Bereits
zu jener Zeit, als es nur spärliche Strassen und noch
keine Aufstiegsanlagen gab, konnte die Sella Gruppe auf Skiern
umfahren werden. Diese Route, welche die Bewohner der rundum
liegenden Dolomitengebiete über vier Pässe hinweg
miteinander verbunden hat, bezeichnete man in der hier gesprochenen
ladinischen Sprache schon damals als die „Sella Ronda“.
Noch heute bedeutet dieser Name die Umrundung des Sellamassives.

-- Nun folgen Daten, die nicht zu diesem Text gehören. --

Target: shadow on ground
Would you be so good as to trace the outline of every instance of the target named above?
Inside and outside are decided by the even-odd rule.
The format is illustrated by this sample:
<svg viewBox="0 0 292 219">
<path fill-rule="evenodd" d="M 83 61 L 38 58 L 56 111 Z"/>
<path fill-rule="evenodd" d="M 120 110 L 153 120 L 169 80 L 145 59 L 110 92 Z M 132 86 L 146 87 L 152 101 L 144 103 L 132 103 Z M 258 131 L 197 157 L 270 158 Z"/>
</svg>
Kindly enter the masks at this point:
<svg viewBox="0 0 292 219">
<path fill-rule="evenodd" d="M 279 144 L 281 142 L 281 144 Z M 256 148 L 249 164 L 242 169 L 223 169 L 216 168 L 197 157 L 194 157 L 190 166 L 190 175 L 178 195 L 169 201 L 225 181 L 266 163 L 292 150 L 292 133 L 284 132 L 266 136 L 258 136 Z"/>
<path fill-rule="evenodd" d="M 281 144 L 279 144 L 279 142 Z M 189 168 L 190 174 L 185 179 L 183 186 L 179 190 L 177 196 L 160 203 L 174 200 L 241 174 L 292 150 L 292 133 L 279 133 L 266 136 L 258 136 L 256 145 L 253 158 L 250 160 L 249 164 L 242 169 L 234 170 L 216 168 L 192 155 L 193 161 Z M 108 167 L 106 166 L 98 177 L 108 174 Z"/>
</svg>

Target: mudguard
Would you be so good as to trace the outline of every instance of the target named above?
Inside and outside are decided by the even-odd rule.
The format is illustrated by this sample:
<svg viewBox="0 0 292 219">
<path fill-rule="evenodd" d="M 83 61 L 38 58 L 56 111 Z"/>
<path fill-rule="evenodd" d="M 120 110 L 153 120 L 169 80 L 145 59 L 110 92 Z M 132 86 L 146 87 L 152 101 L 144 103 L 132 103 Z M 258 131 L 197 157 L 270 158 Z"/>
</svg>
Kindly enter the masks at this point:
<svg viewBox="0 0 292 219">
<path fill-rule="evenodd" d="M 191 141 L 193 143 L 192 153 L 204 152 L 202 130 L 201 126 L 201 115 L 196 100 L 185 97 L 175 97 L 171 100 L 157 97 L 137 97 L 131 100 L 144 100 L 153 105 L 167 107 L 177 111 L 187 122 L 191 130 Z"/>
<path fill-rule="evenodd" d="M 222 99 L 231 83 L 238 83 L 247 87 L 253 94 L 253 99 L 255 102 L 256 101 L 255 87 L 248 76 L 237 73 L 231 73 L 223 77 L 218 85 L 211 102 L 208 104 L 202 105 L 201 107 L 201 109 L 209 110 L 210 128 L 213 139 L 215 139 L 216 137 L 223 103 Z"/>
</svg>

Wir befinden uns hier in einem in seiner Art einzigartigen
Skikarussell inmitten eines außerordentlichen Ensembles
von Wäldern, felsigen Bergspitzen und verschneiten Landschaften
mit bestens miteinander verbundenen Aufstiegsanlagen und Abfahrten.
Es
ist einfach sich in die Skirunde einzuhängen. Es genügt,
einen der vier Orte, die rund der Sellagruppe liegen zu erreichen:
Wolkenstein, Corvara, Canazei, Arabba. Die gesamte Sella Runde
umfasst zwischen Aufstiegsanlagen und Pisten rund 40 Kilometer.
Die Runde ist relativ leicht, es bedarf allerdings etwas Kondition,
wenn man die „Sella Ronda“ machen will, obwohl
die Pisten von Skifahrern mit durchschnittlichem Können
befahrbar sind.
Die
Gesamtdauer der Sellaronda Liftauffahrten beträgt etwa
zwei Stunden, wenn man eventuelle Wartezeiten bei den Aufstiegsanlagen
oder die Einkehr in einer der Hütten entlang der Runde
nicht berücksichtigt. Es empfiehlt sich, die Runde vor
10 Uhr zu beginnen. Zudem gilt die Regel, den letzten Pass
noch vor 15.30 Uhr zu überqueren, um zu vermeiden, vor
geschlossenen Aufstiegsanlagen zu stehen. Für die Abfahrten
kann man ebenfalls eine Gesamtzeit von etwa zwei Stunden rechnen.